The 2D-from-3D distillation approach bears some resemblance to the methodology in GraphMVP. A clearer discussion of similarities, differences, and relative advantages compared to GraphMVP would strengthen the paper.
While the proposed molecule transformer is motivated as an advance over relational transformers, its specific improvements over TorchMD-Net are less clear. Further ablation studies isolating the contributions of the new architectural elements (e.g., 3D data augmentations) would be helpful.

问题

Can you report or discuss the computational efficiency of the proposed masked modeling method and the new transformer architecture, in comparison to prior approaches?
A straightforward baseline for the 2D encoder would be to use structural embeddings, as in the GraphGPS paper. Could the authors provide an ablation study comparing their contrastive alignment strategy to such alternatives?

局限性

yes

最终评判理由

I appreciate the authors' responses to my concerns. The additional experiments validating the 2D encoder's capture of structural information effectively address my main concern. The comparison with GraphMVP is also clear, highlighting both similarities and key differences in distillation targets and loss designs. The ablation studies quantify the contributions of innovations and 3D data augmentations. My previous concerns have been addressed with additional experiments and clear explanations, and I have raised my score to 5.

格式问题

No major formatting issues were identified.

作者回复

2025-07-31

Weaknesses1: The paper would benefit from more detailed analysis and visualization of the learned 2D encoder. For example, does the 2D encoder capture the necessary structural information required by the decoder, and how does this representation evolve during contrastive training?
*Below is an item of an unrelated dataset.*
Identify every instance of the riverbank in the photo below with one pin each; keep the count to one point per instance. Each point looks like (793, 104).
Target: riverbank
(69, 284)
Response: Thank you for the valuable suggestions. We provide additional analysis of the 2D encoder: (1) To show whether the 2D encoder capture strctural information required by the decoder, we perform probing experiments. Specifically, we freeze our pretrained 2D encoder and train two MLPs to predict atom types and bond types from its output. The resulting prediction accuracy for both atom and bond types exceed 99.99%, indicating that the 2D encoder effectively encodes strutural information needed by decoding. (2) To visualize the evolution of the 2D encoder’s representation, we draw the cosine similarty curve between 2D representation and 3D representation during training. The similarity rises sharply within the first few training steps and approaches 1.0, followed by a gradual increase. We will include these results and visualizations in the final version to improve the clarity and completeness of our analysis.
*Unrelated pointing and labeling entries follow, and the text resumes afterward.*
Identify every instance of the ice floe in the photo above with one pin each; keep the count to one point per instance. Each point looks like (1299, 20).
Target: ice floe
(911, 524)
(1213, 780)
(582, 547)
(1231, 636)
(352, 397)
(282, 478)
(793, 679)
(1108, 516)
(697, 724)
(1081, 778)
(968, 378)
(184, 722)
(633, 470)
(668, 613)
Weaknesses2: The 2D-from-3D distillation approach bears some resemblance to the methodology in GraphMVP. A clearer discussion of similarities, differences, and relative advantages compared to GraphMVP would strengthen the paper.

Response: Thank you for the insightful comment. We provide a clearer discussion of our 2D-from-3D distillation approach and GraphMVP below:

Similarity: Both methods leverage information from 2D and 3D graphs to improve representation learning.

Differences:

GraphMVP transfers 3D information into a 2D encoder to enhance its downstream performance. In contrast, our method distills 3D representation into 2D-PE, ensuring the 2D-PE's embedding is contained within the 3D encoder to avoid structure leakage in decoding.
GraphMVP aligns the 2D and 3D views of the same molecule and contrasts the views of different molecules using contrastive losses such as InfoNCE or EBM-NCE. Our method instead uses a cosine similarity loss that encourages 2D-PE to generate structural encodings closely aligned with the 3D encoder, allowing both to advance jointly during pretraining.

Relative advantages: Our 2D-from-3D distillation is simpler and efficient, using only a lightweight cosine similarity loss rather than complex contrastive frameworks method to achieve our goal of 2D structure-informed decoding without structure leakage.

We have revised the related work section to include this discussion.

Weaknesses3: While the proposed molecule transformer is motivated as an advance over relational transformers, its specific improvements over TorchMD-Net are less clear. Further ablation studies isolating the contributions of the new architectural elements (e.g., 3D data augmentations) would be helpful.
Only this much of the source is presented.